Eine Person mit Anzeichen einer Rauchvergiftung stand schon aufgeregt am Brandobjekt. Sofort wurde die Person, noch vor dem Eintreffen des Rettungsdienstes, von der Feuerwehr betreut. Bereits kurze Zeit später drangen mehrere Trupps unter schwerem Atemschutz ins Brandobjekt vor, um dort nach den weiteren vermissten Personen zu suchen. Unterdessen ergab eine Erweiterung des Suchradius', dass eine bewusstlose und zugleich schwer verletzte Person in einem offenen Schutt-Container lag, der direkt vor dem Objekt abgestellt war. Schnell wurde die Situation neu analysiert und die beiden Löschgruppen durch den Einsatzleiter Patrick Sorger und die Gruppenführer mit neuen Aufgaben versehen.

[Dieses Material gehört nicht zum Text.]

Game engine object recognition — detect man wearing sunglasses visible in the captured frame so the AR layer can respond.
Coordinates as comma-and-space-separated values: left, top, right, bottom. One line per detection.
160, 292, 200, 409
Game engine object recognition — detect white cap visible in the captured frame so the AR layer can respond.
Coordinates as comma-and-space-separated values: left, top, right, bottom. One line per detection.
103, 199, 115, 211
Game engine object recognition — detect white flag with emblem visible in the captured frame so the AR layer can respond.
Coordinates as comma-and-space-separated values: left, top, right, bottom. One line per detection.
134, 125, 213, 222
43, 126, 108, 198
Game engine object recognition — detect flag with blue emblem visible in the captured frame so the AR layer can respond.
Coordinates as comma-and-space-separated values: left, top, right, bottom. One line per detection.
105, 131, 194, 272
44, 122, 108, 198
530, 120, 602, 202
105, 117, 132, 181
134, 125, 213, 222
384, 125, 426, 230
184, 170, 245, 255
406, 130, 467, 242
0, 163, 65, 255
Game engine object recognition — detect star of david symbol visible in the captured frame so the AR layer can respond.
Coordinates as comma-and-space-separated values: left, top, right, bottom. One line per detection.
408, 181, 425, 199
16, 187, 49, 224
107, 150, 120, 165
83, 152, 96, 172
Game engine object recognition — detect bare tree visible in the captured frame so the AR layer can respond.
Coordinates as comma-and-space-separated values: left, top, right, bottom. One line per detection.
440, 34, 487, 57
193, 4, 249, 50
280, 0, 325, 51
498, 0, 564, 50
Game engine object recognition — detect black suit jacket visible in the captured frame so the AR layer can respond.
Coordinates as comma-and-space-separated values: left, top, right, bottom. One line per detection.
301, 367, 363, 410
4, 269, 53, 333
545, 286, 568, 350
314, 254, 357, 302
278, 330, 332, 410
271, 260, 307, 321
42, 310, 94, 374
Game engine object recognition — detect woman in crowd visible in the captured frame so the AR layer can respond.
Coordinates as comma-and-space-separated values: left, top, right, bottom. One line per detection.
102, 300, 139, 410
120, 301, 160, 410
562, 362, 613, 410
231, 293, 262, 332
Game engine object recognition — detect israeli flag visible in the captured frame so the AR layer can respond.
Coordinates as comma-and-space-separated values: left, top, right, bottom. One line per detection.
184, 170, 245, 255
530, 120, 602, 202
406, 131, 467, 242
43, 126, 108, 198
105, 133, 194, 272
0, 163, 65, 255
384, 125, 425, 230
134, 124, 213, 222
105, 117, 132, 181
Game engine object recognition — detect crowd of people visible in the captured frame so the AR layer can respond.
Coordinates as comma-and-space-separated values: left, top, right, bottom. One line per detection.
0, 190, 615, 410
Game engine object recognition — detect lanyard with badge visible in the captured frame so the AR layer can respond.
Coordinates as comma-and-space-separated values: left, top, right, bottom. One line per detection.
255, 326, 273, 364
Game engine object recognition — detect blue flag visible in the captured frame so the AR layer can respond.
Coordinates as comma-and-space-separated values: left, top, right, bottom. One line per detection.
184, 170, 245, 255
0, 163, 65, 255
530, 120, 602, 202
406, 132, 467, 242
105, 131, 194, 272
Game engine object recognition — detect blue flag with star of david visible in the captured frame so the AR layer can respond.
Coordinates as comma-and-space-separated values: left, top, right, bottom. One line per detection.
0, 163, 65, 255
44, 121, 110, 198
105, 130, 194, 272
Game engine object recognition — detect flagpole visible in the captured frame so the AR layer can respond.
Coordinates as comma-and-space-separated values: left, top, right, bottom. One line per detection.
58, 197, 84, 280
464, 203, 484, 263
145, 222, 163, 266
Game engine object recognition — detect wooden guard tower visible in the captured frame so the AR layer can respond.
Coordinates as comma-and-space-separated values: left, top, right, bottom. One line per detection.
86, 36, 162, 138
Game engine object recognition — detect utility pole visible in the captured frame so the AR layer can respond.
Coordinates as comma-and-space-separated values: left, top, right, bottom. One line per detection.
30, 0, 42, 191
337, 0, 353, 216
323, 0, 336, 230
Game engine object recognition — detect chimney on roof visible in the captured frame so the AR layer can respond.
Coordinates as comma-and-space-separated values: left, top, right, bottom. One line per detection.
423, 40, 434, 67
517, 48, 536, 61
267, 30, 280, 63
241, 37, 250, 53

Im weiteren Übungsverlauf wurde dann auch noch ein Atemschutzunfall simuliert, nach der Funkmeldung "Mayday, Mayday, Mayday" kam der schon bereitstehende Rettungstrupp mit schwerem Atemschutz zur Rettung der Feuerwehrkameraden zum Einsatz. Die unterdessen eingetroffene Besatzung des Rettungswagens vom Arbeiter-Samariter-Bund (ASB) musste förmlich Höchstleistungen erbringen, um bei der Schadenslage und der Vielzahl gleichzeitig eintreffender, verletzter oder betreuungsbedürftiger Personen den Überblick zu behalten. Um einen besseren Überblick zu bekommen und die personellen Ressourcen besser ausschöpfen zu können, wurde ein Verletztensammelplatz eingerichtet. Das Retten der verletzten Person aus dem übermannshohen Schutt-Container war nur mit Muskelkraft möglich und wurde zusätzlich parallel von einem Mitarbeiter des ASB sowie von einem eintreffenden Notarzt betreut.


Anstrengende Übung

Nachdem die schwer als auch die leicht verletzten Personen im Rettungswagen abtransportiert waren und "Feuer aus" gemeldet wurde, endete die unangekündigte Alarmübung, und die Neuhauser Feuerwehrler konnten aufatmen. Alle waren im nachhinein sehr froh, dass es nur eine Übung war. Auch wenn alle Strategien und Handgriffe tadellos funktioniert hatten, ist der Stress und die körperliche Anstrengung nicht unerheblich. Die Zusammenarbeit mit dem Rettungsdienst (ASB) war eine beeindruckende Erfahrung für alle Teilnehmer. Der Dank des Einsatzleiters Patrick Sorger, der die Übung ausgearbeitet hatte, galt allen Feuerwehrleuten, dem ASB für das Stellen des Rettungswagens samt perfekt geschulten Sanitätern und den Verletztendarstellern. Ein Dank galt auch dem Inhaber für die Bereitschaft, der Feuerwehr das Einsatzobjekt zum Üben zur Verfügung zu stellen.